In his farewell diary, he would pen these famous words.
The evil that men do lives after them;
The good is oft interrèd with their bones.
Julius Caesar, Act 3, Scene 2
When shall we three meet again
In thunder, lightning, or in rain?
When the hurlyburly’s done,
When the battle’s lost and won.
Fair is foul, and foul is fair;
Hover through the fog and filthy air.
The Tragedy of Macbeth, Act I, Scene I
His work would endure and live on. Many would try to emulate him but none would succeed — even to this day.
Why do words matter?
All you ever have to do is read the below summary to understand the importance of William Shakespeare's contributions to the English language and how they convey our innermost feelings, and thoughts, and affect our actions without even being conscious of it.
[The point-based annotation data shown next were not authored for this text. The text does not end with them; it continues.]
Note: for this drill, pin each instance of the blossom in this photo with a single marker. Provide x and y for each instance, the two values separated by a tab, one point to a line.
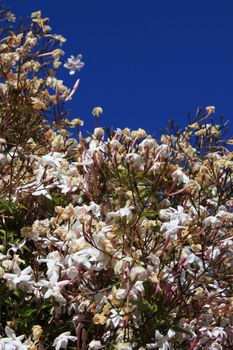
74	64
19	276
97	111
61	341
210	109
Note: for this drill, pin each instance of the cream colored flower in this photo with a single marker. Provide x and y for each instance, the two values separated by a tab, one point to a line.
210	109
37	332
97	111
99	319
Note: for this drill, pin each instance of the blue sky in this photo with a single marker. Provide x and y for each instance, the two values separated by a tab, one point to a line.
146	61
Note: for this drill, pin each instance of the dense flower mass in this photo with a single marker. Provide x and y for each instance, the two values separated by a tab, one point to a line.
117	240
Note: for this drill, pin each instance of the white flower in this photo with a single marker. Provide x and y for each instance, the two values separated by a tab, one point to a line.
74	64
121	213
180	177
217	332
123	346
138	273
210	109
97	111
61	341
95	345
19	275
162	342
12	342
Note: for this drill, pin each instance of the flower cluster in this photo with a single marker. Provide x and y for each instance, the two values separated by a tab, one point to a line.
112	241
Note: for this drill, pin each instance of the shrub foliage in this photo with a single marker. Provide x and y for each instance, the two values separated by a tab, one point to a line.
112	241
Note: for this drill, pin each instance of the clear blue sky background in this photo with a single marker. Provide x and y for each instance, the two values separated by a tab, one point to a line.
147	61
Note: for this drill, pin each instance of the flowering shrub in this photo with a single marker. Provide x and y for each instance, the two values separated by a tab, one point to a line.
112	241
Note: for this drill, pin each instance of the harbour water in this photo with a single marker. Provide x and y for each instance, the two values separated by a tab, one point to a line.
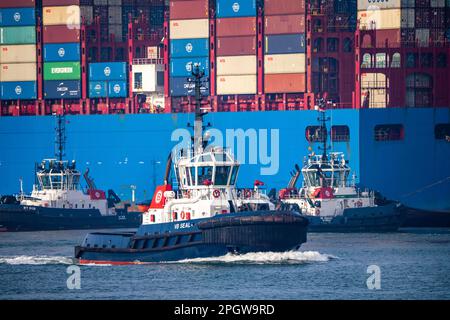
414	264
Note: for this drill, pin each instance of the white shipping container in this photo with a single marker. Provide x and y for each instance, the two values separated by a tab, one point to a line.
18	72
380	19
87	12
67	15
145	77
243	84
189	29
18	53
423	37
115	15
285	63
236	65
383	4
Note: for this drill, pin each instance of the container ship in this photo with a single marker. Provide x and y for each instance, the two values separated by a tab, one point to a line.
124	65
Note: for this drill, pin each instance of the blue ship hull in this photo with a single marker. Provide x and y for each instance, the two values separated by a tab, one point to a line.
264	231
15	217
413	171
387	218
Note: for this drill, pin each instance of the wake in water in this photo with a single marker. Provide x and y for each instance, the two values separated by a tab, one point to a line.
35	260
290	257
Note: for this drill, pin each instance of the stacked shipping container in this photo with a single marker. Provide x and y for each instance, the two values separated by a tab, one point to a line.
284	62
396	36
18	50
62	72
108	80
236	58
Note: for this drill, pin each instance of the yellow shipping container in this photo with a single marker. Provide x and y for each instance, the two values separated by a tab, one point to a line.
18	53
380	19
284	63
244	84
189	29
236	65
67	16
18	72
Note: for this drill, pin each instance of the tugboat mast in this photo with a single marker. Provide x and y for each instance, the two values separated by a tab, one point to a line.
60	139
199	114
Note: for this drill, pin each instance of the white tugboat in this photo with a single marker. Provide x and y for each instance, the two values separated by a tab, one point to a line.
206	216
58	202
330	199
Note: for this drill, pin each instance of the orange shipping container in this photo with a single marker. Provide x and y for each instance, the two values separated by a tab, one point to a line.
285	24
243	84
18	53
289	83
68	16
18	72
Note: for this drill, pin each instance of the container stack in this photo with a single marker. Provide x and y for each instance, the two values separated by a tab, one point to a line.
406	23
18	50
285	46
236	58
108	80
61	37
189	44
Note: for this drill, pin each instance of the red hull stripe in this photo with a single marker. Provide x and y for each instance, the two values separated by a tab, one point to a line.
115	263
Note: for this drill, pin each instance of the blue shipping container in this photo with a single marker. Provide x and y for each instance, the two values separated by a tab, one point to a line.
104	71
182	67
235	8
62	89
16	17
285	43
18	90
98	89
57	52
180	87
184	48
117	89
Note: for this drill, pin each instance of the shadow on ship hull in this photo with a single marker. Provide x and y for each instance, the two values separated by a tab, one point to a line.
232	233
15	217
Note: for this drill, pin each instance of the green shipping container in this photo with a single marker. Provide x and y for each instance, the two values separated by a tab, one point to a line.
62	71
18	35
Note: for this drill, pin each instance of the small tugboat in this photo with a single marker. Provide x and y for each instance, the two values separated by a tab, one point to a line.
206	216
330	199
57	201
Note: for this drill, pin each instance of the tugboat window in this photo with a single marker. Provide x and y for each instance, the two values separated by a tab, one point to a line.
222	174
204	173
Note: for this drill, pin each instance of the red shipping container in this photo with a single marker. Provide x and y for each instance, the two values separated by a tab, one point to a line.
197	9
17	3
236	46
284	24
51	3
60	34
273	7
227	27
390	38
285	83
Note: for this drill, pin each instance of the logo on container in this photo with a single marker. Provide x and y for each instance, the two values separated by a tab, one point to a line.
116	88
18	90
61	52
189	47
107	71
189	67
17	17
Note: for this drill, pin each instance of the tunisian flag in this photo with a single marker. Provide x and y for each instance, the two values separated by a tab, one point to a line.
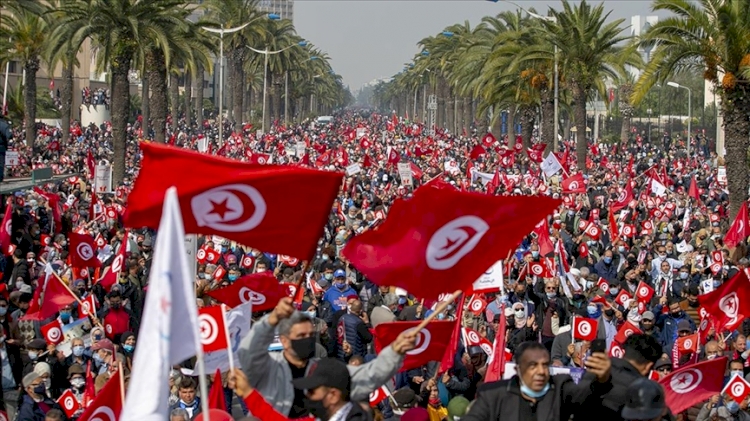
739	231
730	302
431	341
262	289
82	248
694	383
259	206
574	184
443	240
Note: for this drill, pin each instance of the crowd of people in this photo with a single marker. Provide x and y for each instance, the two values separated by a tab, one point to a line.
644	216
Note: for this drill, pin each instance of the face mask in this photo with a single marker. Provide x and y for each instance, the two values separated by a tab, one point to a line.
304	348
532	394
733	407
317	409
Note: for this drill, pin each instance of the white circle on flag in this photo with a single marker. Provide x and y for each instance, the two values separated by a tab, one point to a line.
584	328
423	341
209	328
686	381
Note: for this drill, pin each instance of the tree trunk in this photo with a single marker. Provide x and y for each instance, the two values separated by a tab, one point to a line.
119	67
145	104
188	86
66	97
579	98
238	83
548	120
29	96
174	99
511	123
157	84
199	76
736	129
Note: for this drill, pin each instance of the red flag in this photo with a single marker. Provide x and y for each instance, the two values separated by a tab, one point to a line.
82	251
739	231
68	403
243	202
450	352
644	292
263	289
626	330
431	341
584	328
213	329
573	184
730	302
216	394
52	332
108	402
694	383
6	229
496	367
738	388
443	240
688	344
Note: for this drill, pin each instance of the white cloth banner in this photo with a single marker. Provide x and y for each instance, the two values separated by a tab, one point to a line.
171	334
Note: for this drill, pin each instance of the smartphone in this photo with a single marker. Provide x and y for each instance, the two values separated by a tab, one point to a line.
598	345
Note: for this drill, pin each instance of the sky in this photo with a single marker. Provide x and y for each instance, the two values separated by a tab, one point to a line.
373	39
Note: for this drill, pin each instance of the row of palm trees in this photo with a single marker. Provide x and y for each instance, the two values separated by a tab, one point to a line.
507	63
156	39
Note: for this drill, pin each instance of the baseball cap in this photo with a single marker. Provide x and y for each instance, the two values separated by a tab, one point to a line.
328	372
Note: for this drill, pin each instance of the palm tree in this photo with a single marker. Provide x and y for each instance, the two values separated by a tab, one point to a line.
712	36
26	29
589	53
120	30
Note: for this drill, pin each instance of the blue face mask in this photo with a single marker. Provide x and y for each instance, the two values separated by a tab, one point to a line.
532	394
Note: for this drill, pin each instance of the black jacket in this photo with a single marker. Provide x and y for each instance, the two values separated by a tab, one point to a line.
502	400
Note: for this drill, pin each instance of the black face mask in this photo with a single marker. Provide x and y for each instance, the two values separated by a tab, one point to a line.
317	409
304	348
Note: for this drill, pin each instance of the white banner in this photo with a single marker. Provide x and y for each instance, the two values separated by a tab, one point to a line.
491	280
103	178
404	171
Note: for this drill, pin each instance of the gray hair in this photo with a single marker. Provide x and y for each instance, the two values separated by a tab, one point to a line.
285	325
390	299
179	412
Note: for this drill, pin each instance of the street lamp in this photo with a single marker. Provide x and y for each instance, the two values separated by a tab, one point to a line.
690	110
557	71
221	31
266	53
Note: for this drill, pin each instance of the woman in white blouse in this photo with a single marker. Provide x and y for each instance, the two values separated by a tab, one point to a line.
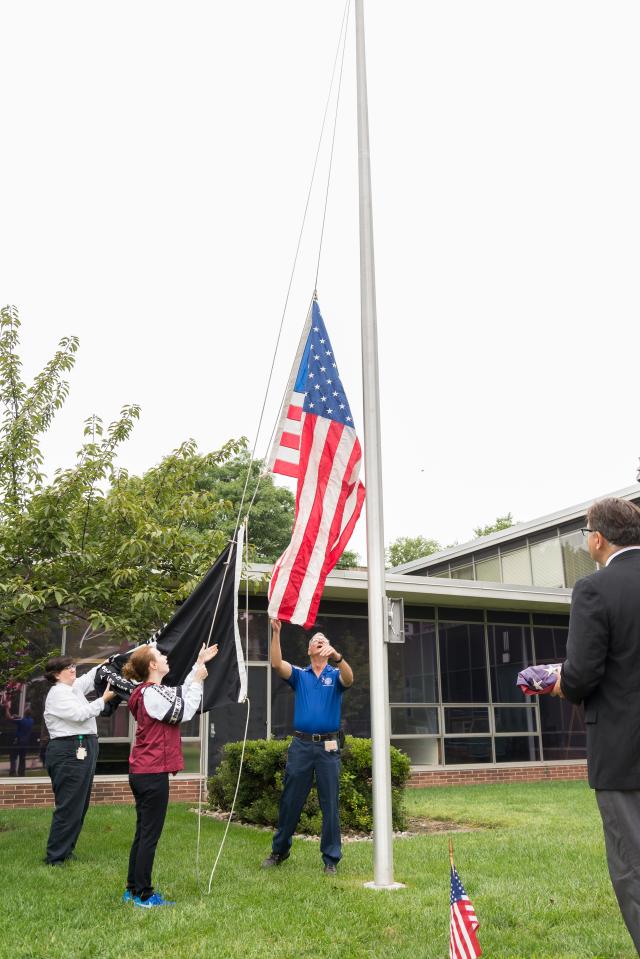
71	753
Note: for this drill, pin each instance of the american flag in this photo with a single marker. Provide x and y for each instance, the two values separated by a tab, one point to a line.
317	444
463	942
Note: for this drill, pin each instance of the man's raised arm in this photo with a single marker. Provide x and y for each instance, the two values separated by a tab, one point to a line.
281	666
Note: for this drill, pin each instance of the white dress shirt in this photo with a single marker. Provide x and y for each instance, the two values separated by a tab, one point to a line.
67	711
155	701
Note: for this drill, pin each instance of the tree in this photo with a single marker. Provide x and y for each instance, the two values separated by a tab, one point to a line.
272	507
95	545
407	548
502	522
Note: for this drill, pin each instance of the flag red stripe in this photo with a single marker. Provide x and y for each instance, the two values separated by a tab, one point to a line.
286	469
298	572
334	552
291	440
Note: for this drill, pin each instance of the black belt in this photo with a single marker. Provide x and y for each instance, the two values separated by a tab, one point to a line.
57	739
315	737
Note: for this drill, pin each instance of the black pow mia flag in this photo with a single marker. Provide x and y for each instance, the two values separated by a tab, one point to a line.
182	637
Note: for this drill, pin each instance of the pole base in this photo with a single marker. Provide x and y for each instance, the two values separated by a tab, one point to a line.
391	886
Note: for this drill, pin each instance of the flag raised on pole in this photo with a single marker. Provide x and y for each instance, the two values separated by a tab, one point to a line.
316	443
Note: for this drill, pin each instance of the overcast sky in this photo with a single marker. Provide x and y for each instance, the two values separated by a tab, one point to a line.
155	163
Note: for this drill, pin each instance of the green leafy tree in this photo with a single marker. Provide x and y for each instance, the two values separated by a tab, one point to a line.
407	548
94	545
502	522
272	507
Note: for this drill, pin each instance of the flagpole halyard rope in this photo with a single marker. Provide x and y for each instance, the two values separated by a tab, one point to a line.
235	796
295	262
341	42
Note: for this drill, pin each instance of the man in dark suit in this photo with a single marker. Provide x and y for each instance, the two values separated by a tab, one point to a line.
602	671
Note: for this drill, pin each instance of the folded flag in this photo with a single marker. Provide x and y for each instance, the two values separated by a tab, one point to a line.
538	680
317	444
463	942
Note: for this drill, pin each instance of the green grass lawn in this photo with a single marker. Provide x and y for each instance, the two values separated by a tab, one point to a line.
535	870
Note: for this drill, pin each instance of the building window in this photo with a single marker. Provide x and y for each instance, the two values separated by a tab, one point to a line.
467	750
510	650
413	668
516	567
463	663
576	560
546	563
488	569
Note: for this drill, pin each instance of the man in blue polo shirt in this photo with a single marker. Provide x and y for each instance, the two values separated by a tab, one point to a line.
314	748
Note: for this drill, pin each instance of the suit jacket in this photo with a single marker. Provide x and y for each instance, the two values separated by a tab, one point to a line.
602	670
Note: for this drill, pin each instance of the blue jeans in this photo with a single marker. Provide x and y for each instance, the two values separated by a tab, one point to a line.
303	760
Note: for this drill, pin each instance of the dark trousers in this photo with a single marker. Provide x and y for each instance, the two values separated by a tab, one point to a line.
71	779
620	811
151	793
17	760
303	760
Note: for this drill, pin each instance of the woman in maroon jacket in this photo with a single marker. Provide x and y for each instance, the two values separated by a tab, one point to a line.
156	752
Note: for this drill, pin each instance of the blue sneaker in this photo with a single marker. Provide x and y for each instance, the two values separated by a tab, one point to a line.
153	901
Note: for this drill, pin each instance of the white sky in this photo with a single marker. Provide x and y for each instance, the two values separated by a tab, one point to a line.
154	167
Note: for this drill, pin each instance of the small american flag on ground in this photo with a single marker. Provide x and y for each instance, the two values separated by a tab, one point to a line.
463	942
317	444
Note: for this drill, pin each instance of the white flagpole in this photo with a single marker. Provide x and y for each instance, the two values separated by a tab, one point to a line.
382	819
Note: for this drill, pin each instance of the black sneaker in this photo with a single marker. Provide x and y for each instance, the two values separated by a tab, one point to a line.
275	859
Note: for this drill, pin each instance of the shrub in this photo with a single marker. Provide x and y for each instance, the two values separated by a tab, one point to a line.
262	777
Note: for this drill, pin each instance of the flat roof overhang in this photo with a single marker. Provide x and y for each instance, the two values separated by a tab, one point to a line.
351	586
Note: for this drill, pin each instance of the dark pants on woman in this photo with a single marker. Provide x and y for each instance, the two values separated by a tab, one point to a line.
151	793
71	779
303	760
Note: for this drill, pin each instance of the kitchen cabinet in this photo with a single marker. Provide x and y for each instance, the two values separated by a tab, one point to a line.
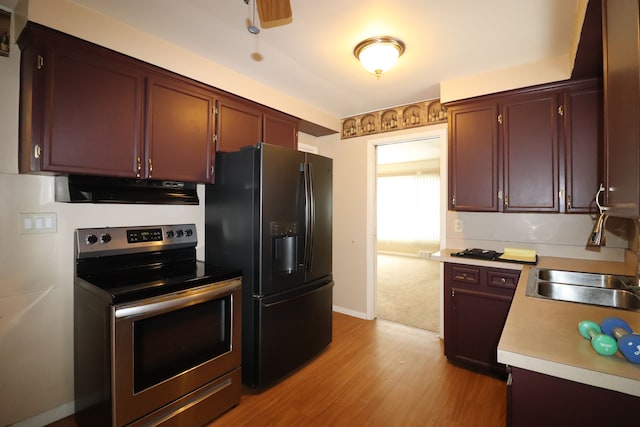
280	129
474	157
535	399
179	136
81	108
88	110
242	124
621	68
477	301
517	151
239	124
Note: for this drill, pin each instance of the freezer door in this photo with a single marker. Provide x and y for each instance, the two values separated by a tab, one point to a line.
290	332
320	170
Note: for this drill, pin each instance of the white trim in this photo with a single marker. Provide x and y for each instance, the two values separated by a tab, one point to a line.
436	131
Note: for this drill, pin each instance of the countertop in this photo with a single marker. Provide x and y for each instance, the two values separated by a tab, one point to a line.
542	335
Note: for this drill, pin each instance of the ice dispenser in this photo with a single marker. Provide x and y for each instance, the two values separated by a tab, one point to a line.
284	235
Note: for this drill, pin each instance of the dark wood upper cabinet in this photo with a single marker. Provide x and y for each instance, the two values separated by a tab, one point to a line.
621	20
242	124
85	109
179	135
584	143
239	124
280	129
473	157
530	147
530	150
82	112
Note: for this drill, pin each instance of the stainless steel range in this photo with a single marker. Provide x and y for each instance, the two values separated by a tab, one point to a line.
157	333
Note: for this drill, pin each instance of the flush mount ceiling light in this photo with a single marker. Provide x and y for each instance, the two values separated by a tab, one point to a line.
378	54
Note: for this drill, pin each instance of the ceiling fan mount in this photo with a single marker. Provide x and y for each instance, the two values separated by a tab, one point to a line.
273	13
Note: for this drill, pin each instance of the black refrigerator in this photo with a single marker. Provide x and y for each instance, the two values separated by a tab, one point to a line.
269	214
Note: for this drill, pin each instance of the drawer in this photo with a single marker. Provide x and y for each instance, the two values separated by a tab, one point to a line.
468	275
502	278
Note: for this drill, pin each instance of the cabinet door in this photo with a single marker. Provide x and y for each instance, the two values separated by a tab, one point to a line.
92	111
280	129
530	144
473	157
622	106
477	322
179	137
583	138
239	125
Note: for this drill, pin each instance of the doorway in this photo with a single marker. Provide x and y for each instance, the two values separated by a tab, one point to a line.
408	228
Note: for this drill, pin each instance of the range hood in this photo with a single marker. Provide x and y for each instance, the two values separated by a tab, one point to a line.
94	189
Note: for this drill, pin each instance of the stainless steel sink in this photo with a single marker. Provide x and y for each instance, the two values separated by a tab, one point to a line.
586	288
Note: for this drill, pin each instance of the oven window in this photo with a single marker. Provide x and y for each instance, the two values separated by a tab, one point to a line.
171	343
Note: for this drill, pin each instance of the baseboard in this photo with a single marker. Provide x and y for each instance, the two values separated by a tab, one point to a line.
48	417
348	312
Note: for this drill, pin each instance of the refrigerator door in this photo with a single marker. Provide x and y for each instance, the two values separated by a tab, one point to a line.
320	208
281	220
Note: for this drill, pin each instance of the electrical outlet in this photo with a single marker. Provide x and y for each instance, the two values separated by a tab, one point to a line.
35	223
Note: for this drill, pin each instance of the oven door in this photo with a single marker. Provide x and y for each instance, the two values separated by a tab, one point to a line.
168	346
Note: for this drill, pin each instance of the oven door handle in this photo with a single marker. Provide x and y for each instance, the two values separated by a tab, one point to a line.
173	301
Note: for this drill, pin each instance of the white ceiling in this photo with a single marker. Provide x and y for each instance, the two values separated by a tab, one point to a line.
312	58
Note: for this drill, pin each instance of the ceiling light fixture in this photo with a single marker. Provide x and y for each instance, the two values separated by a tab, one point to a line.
378	54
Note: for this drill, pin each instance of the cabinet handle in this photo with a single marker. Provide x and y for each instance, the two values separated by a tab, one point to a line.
600	207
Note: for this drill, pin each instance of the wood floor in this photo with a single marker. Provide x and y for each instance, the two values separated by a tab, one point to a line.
374	373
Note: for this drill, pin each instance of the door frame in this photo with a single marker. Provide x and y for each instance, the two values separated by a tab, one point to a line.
433	132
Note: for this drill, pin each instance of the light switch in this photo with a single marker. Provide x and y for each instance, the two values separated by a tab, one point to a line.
33	223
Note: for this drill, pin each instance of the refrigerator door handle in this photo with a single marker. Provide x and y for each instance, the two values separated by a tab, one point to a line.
310	214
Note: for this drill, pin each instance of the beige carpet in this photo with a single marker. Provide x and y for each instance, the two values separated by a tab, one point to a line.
408	291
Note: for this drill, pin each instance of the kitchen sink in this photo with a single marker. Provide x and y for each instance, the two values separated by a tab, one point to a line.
607	290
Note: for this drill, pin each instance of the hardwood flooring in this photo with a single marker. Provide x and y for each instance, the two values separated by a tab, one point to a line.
374	373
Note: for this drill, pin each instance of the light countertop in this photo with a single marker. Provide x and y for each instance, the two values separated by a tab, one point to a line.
542	335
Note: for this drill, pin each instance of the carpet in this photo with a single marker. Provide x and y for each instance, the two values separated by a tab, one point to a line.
408	291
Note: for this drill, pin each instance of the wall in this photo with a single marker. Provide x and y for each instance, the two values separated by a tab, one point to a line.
36	280
354	236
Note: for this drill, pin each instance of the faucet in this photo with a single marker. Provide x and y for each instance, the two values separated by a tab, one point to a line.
597	234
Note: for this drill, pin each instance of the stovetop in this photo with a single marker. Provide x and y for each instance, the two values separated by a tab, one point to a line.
132	263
That is the sign of genius and greatness.
“If you cannot understand my argument, and declare "It's Greek to me", you are quoting Shakespeare; if you claim to be more sinned against than sinning, you are quoting Shakespeare; if you recall your salad days, you are quoting Shakespeare; if you act more in sorrow than in anger; if your wish is farther to the thought; if your lost property has vanished into thin air, you are quoting Shakespeare; if you have ever refused to budge an inch or suffered from green-eyed jealousy, if you have played fast and loose, if you have been tongue-tied, a tower of strength, hoodwinked or in a pickle, if you have knitted your brows, made a virtue of necessity, insisted on fair play, slept not one wink, stood on ceremony, danced attendance (on your lord and master), laughed yourself into stitches, had short shrift, cold comfort or too much of a good thing, if you have seen better days or lived in a fool's paradise — why, be that as it may, the more fool you, for it is a foregone conclusion that you are (as good luck would have it) quoting Shakespeare; if you think it is early days and clear out bag and baggage, if you think it is high time and that that is the long and short of it, if you believe that the game is up and that truth will out even if it involves your own flesh and blood, if you lie low till the crack of doom because you suspect foul play, if you have your teeth set on edge (at one fell swoop) without rhyme or reason, then — to give the devil his due — if the truth were known (for surely you have a tongue in your head) you are quoting Shakespeare; even if you bid me good riddance and send me packing, if you wish I was dead as a door-nail, if you think I am an eyesore, a laughing stock, the devil incarnate, a stony-hearted villain, bloody-minded or a blinking idiot, then — by Jove! O Lord! Tut tut! For goodness' sake! What the dickens! But me no buts! — it is all one to me, for you are quoting Shakespeare.”
— Bernard Levin
The Diary Poll
Remember to take the diary poll. Of the below list of only fourteen phrases from Shakespeare, choose one that you like the best. If your favorite isn’t listed, mention it in your comment and tell us why you like it.
His plays are still hailed as the pinnacle of literature and hundreds of his coined phrases are still in wide usage in modern Britain.
The Bard's influence on our language and culture is still impossible to escape and even those who "don't do Shakespeare" unwittingly channel his words in their daily lives.
Ever found yourself muttering 'for goodness sake' as someone queue-jumps? Or perhaps having "too much of a good thing" has left you "puking" and a "sorry sight"?
These are just a handful of popular sayings that came courtesy of Shakespeare.
— 50 Popular Phrases That Came From the Famous Playwright and Famous Shakespeare Quotes.